Reading Time: 7 minutes
It was the best of times, it was the worst of times. One of the things I’ve been looking forward to in my new role is teaching. The calendar has rolled around and I was asked to teach next fall, which is really exciting. I’ll be teaching a course on law practice technology, which is also a long-time goal. A goal that was heavily intertwined with my relationship to my oldest mentor. I went to look up his address and learned he’d died this summer.
Ray Bishop was an extraordinarily compassionate man whose creativity burned so bright. Ray, and his partner, Don Shelton, hired me as a runner in their law firm when I was 15. Law firms were part of work life until the end of law school—including dalliances in a medical clinic, a movie theater, a frame shop, a pub, a deli—but it all started back then.
Looking Back
The files in the law office were all labeled and that’s what I learned: which folders got which labels, which papers went in which folders. Over time, I learned the highly organized filing system that Ray had devised for this small law firm (I think we had 7 lawyers and 5 paralegals, plus a couple of back office staff) was far more than labels and folders. Every client had a large binder, filled with checklists and forms that the firm used from the very first interaction with the firm. Everything that could be captured was. The binders were customized based on the type of case: automobile negligence, medical malpractice, and so on. In a bit of foreshadowing, he sold them through the local Institute of CLE (ICLE) to share his experience.
Ray was also deep into technology so I was using very early PCs and the law office was on a local area network (LANtastic!). He was heavily involved in what had become the Section on Law Practice Management, which he chaired in the 90s, but had started off with the ABA’s Economics of Law Practice Section, the LPM’s precursor.
I remember a lot of my time with Ray, which overflowed to helping out his family: babysitting, yard maintenance for his wife’s Realtor properties, typical teenage work. His laugh was amazing, just unconstrained and frequent. I learned by watching Ray’s face the difference between someone who really smiles a lot and someone who is just faking it. The muscles don’t sit right when you’re faking the smile.
It’s only in hindsight you see the teaching, I suppose. One time, I was hoping for a raise over the pay I was currently getting. By that time, I was working for his software company, Future Law.

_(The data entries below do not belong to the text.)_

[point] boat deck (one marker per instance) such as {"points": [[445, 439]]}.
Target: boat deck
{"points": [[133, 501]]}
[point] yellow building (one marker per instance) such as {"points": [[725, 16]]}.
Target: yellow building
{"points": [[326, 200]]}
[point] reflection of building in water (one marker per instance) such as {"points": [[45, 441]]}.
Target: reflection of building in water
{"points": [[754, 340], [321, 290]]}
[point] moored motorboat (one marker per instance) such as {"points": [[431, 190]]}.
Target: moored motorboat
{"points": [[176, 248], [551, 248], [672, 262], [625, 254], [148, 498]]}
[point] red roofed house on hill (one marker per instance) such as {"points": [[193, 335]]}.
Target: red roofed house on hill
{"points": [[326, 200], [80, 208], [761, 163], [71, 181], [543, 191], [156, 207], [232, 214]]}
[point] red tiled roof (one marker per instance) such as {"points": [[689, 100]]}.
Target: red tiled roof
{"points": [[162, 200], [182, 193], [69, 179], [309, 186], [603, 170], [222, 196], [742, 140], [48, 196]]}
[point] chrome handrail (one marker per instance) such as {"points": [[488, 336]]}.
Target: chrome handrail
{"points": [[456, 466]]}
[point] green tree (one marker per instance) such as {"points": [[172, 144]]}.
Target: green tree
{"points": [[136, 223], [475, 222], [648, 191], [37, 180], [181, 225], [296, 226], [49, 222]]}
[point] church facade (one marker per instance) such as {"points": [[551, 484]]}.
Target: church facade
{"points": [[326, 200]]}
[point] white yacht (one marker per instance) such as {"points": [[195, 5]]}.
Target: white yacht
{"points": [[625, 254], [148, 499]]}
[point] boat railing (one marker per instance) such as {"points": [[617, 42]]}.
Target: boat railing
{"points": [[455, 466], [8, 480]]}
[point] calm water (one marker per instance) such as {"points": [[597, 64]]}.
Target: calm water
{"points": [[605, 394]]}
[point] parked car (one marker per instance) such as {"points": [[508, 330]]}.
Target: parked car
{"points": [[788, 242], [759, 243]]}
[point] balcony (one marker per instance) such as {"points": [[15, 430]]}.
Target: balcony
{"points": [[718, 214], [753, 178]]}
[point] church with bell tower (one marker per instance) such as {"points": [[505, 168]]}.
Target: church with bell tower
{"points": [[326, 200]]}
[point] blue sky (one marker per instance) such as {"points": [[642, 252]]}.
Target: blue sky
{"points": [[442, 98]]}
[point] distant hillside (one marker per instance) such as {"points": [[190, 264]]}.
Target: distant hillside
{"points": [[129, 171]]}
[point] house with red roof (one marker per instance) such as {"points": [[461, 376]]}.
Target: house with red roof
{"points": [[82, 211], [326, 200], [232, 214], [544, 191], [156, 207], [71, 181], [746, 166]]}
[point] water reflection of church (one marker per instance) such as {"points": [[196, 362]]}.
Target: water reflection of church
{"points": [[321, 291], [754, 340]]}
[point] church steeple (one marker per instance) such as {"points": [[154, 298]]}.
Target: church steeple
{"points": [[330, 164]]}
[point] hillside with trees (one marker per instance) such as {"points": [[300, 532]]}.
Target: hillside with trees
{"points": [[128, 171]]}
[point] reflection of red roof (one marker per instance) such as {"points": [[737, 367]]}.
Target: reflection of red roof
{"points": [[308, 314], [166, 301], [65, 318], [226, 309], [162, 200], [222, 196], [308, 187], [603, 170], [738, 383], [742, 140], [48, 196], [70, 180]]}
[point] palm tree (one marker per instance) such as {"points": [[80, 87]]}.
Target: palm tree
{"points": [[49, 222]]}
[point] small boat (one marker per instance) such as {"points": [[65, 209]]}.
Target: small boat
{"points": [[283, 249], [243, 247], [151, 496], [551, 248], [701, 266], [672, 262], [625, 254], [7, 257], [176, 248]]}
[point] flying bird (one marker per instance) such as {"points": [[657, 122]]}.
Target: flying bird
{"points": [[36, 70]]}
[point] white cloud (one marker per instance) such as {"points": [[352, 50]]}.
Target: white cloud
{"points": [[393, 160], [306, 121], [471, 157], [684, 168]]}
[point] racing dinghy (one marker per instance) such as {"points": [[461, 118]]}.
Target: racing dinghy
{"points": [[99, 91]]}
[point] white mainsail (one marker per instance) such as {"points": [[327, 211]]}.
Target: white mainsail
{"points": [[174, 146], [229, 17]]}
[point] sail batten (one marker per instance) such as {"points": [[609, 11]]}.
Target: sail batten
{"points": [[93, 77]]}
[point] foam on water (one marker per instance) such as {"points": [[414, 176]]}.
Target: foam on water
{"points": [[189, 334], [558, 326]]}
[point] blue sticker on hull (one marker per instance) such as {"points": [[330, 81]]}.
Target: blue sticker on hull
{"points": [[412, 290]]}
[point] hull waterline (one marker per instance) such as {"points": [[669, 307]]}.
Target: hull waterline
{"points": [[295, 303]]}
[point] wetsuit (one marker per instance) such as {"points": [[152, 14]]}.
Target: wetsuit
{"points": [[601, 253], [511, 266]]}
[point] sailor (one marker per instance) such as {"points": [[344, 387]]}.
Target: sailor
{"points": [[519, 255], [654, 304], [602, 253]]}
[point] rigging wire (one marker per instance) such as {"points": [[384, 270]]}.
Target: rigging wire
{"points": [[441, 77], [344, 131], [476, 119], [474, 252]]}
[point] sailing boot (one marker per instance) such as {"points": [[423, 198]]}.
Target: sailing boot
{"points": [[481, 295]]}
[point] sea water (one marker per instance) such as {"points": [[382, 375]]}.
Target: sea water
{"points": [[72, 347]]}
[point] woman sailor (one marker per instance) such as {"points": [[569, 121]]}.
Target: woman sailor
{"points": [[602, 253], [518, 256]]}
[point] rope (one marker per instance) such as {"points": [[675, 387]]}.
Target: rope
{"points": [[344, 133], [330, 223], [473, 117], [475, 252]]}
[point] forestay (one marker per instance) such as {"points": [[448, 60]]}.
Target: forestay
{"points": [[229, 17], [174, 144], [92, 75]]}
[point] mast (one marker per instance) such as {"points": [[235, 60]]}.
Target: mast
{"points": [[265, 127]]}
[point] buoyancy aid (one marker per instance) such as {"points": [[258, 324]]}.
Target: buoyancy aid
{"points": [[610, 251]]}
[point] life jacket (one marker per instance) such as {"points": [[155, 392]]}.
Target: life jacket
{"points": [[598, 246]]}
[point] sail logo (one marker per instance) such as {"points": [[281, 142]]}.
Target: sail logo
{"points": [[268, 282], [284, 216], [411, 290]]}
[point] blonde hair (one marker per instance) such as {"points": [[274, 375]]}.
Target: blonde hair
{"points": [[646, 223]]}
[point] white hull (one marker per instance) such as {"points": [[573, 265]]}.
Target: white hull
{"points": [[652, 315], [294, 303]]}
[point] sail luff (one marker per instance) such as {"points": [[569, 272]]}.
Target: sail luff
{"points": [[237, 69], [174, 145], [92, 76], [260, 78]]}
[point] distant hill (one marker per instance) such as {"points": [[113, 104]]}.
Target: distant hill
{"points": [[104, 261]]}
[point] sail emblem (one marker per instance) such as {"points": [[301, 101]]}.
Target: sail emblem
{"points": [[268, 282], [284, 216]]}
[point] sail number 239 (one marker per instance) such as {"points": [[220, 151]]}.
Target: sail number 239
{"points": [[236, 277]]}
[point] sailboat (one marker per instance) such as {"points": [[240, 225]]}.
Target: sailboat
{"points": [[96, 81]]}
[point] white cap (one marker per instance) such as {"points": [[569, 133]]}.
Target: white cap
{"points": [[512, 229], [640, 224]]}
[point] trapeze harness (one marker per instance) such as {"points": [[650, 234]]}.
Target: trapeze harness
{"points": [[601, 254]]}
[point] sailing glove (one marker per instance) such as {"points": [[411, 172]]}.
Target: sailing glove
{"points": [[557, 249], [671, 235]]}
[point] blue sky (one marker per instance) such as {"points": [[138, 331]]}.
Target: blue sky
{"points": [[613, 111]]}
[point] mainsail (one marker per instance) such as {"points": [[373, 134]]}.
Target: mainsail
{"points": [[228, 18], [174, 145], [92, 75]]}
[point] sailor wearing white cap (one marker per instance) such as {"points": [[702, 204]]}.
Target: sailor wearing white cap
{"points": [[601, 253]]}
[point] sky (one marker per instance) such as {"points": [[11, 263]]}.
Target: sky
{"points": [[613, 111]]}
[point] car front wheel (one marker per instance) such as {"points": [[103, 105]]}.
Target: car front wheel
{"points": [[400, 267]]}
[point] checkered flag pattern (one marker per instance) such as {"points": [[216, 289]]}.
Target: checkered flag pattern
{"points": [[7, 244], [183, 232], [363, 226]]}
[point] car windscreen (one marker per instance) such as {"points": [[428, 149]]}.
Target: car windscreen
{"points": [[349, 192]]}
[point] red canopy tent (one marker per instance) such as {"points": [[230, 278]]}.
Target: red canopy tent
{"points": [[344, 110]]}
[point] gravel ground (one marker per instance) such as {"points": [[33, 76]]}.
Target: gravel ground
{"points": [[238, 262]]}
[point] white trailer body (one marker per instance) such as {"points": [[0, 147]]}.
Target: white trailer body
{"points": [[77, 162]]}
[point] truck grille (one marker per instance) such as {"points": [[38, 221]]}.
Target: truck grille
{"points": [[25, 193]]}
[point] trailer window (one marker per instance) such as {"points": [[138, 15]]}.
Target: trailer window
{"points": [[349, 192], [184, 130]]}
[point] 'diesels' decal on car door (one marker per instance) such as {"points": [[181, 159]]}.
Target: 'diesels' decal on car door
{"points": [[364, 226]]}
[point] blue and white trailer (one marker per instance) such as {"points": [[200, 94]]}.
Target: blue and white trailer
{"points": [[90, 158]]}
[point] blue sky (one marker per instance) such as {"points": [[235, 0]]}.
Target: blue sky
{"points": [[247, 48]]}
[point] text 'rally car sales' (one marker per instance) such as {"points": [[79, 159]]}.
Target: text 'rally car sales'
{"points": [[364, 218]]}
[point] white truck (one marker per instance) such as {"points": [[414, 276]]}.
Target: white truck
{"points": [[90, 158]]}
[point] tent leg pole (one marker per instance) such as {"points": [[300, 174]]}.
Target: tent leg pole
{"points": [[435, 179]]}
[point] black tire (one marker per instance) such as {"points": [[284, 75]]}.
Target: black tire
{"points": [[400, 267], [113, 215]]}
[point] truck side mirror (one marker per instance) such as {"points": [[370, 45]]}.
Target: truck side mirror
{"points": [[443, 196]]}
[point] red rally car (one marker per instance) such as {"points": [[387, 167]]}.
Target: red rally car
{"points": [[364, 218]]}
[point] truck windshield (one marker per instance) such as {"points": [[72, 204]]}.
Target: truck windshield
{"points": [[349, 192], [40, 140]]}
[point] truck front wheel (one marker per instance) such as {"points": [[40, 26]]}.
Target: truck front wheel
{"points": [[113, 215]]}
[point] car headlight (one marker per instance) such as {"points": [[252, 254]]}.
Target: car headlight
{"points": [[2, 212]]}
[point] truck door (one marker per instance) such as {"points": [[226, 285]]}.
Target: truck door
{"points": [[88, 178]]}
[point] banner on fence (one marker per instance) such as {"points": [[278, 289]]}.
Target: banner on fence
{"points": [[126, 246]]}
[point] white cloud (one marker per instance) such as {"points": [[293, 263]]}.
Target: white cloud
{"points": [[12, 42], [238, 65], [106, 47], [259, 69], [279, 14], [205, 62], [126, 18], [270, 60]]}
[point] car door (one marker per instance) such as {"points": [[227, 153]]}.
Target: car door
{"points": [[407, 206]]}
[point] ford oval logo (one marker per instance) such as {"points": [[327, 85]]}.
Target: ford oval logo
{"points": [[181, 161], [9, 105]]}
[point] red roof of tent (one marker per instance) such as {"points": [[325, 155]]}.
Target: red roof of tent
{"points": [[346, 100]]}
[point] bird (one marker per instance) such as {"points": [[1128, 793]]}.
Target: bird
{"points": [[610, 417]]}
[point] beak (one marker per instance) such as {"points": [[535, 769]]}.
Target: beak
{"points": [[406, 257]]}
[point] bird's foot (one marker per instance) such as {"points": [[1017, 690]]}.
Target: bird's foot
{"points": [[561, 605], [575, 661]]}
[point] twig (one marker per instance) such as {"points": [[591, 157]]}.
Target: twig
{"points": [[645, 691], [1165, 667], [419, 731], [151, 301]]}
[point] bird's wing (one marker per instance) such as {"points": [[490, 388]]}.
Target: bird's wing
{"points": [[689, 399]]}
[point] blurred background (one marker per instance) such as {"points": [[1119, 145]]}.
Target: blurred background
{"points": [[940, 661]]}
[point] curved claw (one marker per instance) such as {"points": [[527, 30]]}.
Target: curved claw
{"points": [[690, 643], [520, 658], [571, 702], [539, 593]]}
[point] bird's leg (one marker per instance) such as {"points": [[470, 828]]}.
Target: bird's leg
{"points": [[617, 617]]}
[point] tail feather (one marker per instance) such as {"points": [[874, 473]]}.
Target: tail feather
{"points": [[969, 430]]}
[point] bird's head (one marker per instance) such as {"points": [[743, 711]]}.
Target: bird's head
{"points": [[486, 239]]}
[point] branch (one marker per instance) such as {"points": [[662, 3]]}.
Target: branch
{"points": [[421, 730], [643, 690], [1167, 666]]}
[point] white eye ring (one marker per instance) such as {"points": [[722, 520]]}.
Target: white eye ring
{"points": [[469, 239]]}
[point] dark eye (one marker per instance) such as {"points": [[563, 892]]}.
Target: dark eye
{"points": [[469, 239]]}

While I had been in university, Ray had hired a developer to create one of the very early case management applications. No surprise, it was a digital representation of a lot of his thinking about how to organize a case.
This was the first time I’d asked anyone for a raise. I don’t even remember why I felt I needed or deserved it. But I remember Ray’s question distinctly: I know what you want, but what is it you need? We were a shoestring start up and he wanted to find a way to help me reach my goal but also keep in mind that shoestring. I think about that whenever I talk to someone about money in their career: do you need more money or are you seeking something else?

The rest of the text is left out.